Jung is a pioneering and daring artist who devoted her life to exploring the themes of overcoming limits and liberation. The series of installation works presented through 《Young Artists' Joint Exhibition》 (1967), and the happenings and performances of 1968 played a leading role in the history of Korean performance art by showcasing avant-garde artistry that used the body as a medium. After going back to Batik and painting, she expressed her inner world through symbolic depictions of female figures, natural elements, and geometric patterns until her passing in 2017, and journeyed to isolated regions across the globe to capture the landscapes and lives of the people there on canvas.

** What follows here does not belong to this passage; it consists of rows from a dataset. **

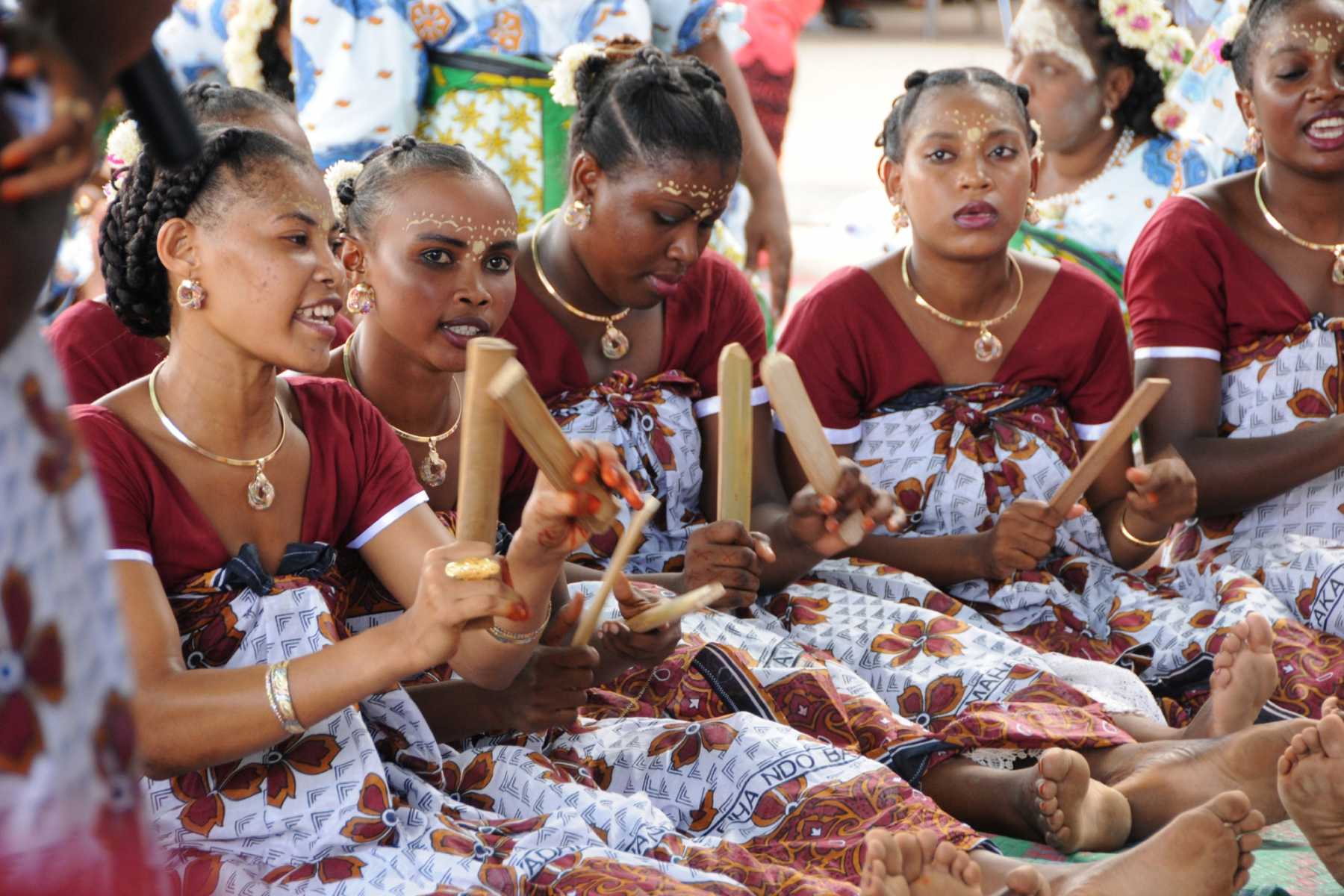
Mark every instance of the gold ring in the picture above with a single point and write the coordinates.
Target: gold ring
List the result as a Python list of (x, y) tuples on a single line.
[(473, 570)]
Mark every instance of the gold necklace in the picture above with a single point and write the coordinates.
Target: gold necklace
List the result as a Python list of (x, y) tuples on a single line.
[(988, 347), (261, 494), (433, 469), (615, 343), (1337, 249)]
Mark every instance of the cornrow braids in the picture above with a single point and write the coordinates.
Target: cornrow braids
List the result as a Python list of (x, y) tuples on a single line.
[(367, 195), (893, 137), (1148, 92), (1239, 49), (275, 67), (648, 107), (151, 195), (214, 104)]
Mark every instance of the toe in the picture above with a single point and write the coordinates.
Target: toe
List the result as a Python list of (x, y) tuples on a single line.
[(1331, 731)]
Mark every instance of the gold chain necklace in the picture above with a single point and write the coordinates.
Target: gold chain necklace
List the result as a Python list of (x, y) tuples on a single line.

This exhibition, 《Dance, Painting: Drawing Dance》 focuses on her paintings on dance. The human body, a vessel for delivering dynamic and primal energy, is reinterpreted by the artist through her visual language, the signature geometric semicircles, and is brought to life in a surreal composition filled with vibrant colors and rhythms. From the dances she observed during her travels across early Africa, Central and South America, the South Pacific, and Southeast Asia to ballet, flamenco, and traditional Korean dance, she interprets the dynamic movements of diverse dances using the unique semicircles allowing a glimpse into the vitality, joys, and sorrows of life.